Упор на фактографичность и документальность, попытка собрать из отдельных фактов и событий, историй и свидетельств истинную картину реальности, которая, по сути, будет собственной «картиной мира», представляли собой попытку самоопределения как движения в целом, так и его участников в частности.
Манифест «Дока», как и «Обет целомудрия», — прежде всего практическое руководство. Придерживаясь его установок, автор или группа авторов могут создать актуальный и современный спектакль практически на любой площадке, а иногда и без участия актеров (если выберут форму читки). Например, сам Театр. doc (его руководители, группа актеров и драматургов) во время протестных митингов в Москве работал как группа быстрого реагирования: кроме непосредственного участия в протестах, в декабре 2011 года были устроены представления «свидетельского театра» — выпущенные из-под ареста оппозиционеры рассказывали зрителям о своем тюремном опыте. В мае 2012 года Театр.doc представил спектакль «Берлуспутин» (режиссер — Варвара Фаэр) у памятника Абаю Кунанбаеву на Чистопрудном бульваре, где в те дни развернулся лагерь участников протестной акции «Оккупай Абай».
Таким образом, вся последующая деятельность «Дока» доказала, что манифест в общем жизнеспособен и в первую очередь направлен на то, чтобы убрать барьеры между текстом и зрителем, актером и зрителем, театром и зрителем. «Док» оставлял авторов спектакля и зрителей наедине — в пространстве маленького подвала. И требовал искренности не только от актеров, но и от тех, кто потом обсуждал спектакль.
Например, «Песни народов Москвы» (реж. Георг Жено) были составлены Максимом Курочкиным и Александром Родионовым из интервью, которые драматурги брали у бездомных. Сценическая форма, выбранная авторами, в то время казалась провокативной для острого социального материала — это форма концерта-кабаре, своеобразного ток-шоу. На одном из семинаров, посвященном анализу спектакля, говорилось о том, что именно эта форма помогает с помощью иронии передать самое страшное — всеобщее безразличие к судьбам этих людей.
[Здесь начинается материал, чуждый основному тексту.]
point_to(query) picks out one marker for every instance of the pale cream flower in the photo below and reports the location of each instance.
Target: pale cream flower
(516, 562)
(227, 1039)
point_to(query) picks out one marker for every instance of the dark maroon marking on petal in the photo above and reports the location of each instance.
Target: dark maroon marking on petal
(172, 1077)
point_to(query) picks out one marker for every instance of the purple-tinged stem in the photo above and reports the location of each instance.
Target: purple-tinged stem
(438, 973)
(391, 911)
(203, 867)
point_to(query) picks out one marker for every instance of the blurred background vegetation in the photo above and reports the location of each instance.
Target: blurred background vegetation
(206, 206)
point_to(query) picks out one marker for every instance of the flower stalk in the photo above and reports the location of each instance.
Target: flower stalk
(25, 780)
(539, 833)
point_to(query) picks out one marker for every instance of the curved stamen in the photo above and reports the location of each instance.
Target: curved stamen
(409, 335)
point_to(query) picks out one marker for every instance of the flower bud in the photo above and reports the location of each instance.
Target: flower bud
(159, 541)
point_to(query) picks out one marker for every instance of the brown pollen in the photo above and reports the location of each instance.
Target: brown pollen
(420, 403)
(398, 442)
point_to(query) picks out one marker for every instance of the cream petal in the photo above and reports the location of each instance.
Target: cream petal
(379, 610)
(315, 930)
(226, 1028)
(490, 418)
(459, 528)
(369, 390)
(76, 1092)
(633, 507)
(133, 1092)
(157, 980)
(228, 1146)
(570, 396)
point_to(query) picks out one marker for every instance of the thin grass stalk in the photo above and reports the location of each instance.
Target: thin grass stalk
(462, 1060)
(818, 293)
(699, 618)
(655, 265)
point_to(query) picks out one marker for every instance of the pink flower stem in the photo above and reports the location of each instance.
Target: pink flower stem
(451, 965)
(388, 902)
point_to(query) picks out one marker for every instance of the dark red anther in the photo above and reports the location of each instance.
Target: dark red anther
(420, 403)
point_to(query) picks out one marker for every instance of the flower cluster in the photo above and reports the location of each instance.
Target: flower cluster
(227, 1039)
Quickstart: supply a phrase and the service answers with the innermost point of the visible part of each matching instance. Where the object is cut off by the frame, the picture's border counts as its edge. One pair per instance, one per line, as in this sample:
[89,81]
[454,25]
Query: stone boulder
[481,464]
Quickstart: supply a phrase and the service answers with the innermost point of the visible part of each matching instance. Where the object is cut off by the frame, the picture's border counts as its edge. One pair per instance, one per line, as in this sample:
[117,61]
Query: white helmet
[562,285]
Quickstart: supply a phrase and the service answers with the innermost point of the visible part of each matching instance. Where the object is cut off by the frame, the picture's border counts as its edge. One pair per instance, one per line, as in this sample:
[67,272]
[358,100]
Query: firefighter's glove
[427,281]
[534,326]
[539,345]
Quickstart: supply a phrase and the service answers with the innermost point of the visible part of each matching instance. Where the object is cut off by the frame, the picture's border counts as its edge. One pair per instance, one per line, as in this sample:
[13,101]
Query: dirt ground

По мнению Максима Курочкина, задача данного проекта — «дать жесткую картину, где неприятно выглядит даже сам автор. Потому что он-то пойдет дальше, не будет менять жизнь этих бомжей. Он тоже виноват перед ними».
Такая самоироничная искренность, граничащая то ли с цинизмом, то ли с юродством, очень даже триеровская. И сказать о «Доке» хочется словами Триера: «„добро“ обязательно будет вознаграждено… так или иначе!»